ANC wins South Africa election
Sunday, 11 May 2014
JOHANNESBURG, May 10 (agencies): South Africa's ruling African National Congress won the 2014 national election with 62.16 percent of the votes, the electoral commission said on Friday.
The provisional result shows the ANC's main rival, the Democratic Alliance (DA), took 22.22 percent, while the ultra-left Economic Freedom Fighters (EFF) managed 6.35 percent.
Meanwhile: South African police said Saturday they arrested around 60 rioters after violent protests in a Johannesburg township amid allegations of voter fraud in elections that returned Nelson Mandela's ANC to power.
Rivalry reminiscent of the twilight of apartheid had flared up between the African National Congress and Inkatha Freedom Party (IFP) shortly after the polls on Wednesday.
The IFP has made claims of vote-rigging in Johannesburg's Alexandra township, where angry residents on Friday burned tyres and barricaded roads, and the army was deployed to help quell the unrest, police said.
"Since yesterday (Friday) 59 people have been arrested for public violence," police spokesman Neville Malila told AFP.
Police used stun grenades and rubber bullets to disperse a crowd of up to 400 people, said Malila.
"Last night there was army deployment," he said, adding that police remained in the restive former blacks-only area.
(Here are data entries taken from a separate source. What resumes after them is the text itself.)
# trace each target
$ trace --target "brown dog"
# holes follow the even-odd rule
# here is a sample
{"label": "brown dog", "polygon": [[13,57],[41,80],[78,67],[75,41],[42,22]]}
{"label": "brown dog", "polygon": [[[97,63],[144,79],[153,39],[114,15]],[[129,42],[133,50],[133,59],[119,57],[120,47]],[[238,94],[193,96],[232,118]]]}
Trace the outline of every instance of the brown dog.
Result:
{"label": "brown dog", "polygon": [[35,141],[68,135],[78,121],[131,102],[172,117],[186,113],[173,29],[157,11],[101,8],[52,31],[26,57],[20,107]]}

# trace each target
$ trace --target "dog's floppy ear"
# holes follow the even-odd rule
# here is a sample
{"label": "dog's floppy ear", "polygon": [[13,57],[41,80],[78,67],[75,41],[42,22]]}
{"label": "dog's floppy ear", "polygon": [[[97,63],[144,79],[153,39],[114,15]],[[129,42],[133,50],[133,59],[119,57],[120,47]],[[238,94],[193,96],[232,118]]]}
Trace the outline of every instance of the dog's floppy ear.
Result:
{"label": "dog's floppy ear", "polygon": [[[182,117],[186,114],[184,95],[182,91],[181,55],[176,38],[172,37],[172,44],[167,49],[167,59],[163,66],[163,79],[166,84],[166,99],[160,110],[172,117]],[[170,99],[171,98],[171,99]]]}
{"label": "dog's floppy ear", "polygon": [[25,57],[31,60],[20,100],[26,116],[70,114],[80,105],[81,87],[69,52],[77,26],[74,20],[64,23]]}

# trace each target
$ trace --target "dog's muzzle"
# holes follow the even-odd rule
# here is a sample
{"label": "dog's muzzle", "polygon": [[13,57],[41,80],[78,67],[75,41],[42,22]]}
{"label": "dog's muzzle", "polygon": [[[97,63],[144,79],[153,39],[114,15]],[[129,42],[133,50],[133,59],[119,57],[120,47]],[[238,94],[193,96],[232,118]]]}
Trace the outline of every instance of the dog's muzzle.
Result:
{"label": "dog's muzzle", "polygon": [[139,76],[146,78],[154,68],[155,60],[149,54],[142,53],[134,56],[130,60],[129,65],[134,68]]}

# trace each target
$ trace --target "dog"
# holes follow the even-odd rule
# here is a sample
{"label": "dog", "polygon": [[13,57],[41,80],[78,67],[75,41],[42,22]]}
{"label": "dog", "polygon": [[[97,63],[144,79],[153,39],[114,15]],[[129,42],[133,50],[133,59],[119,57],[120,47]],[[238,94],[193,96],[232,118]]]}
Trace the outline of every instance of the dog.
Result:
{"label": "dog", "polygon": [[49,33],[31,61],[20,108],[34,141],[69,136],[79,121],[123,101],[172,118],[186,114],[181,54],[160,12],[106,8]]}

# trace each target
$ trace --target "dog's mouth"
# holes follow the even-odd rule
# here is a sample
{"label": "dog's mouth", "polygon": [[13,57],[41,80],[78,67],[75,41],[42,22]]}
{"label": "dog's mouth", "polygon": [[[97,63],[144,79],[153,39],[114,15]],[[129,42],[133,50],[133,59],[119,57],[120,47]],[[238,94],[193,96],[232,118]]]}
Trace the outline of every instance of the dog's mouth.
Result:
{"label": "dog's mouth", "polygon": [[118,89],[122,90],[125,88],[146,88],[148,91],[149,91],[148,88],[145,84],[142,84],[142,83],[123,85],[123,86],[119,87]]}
No casualties were reported.
The military appeared to have left the township by Saturday, according to an AFP photographer, while armoured police vehicles patrolled streets littered with debris and charred remains of election posters.
ANC provincial spokesman Nkenke Kekana blamed the Inkatha Freedom Party for the protests after it lost key constituencies in Alexandra during the vote.
"For the first time since 1994 the ANC managed to win those voting districts from the IFP. That is the source of the violence," he told AFP.
He also accused the IFP of preventing election officials as well as ANC representatives from leaving a government building in the area on Thursday.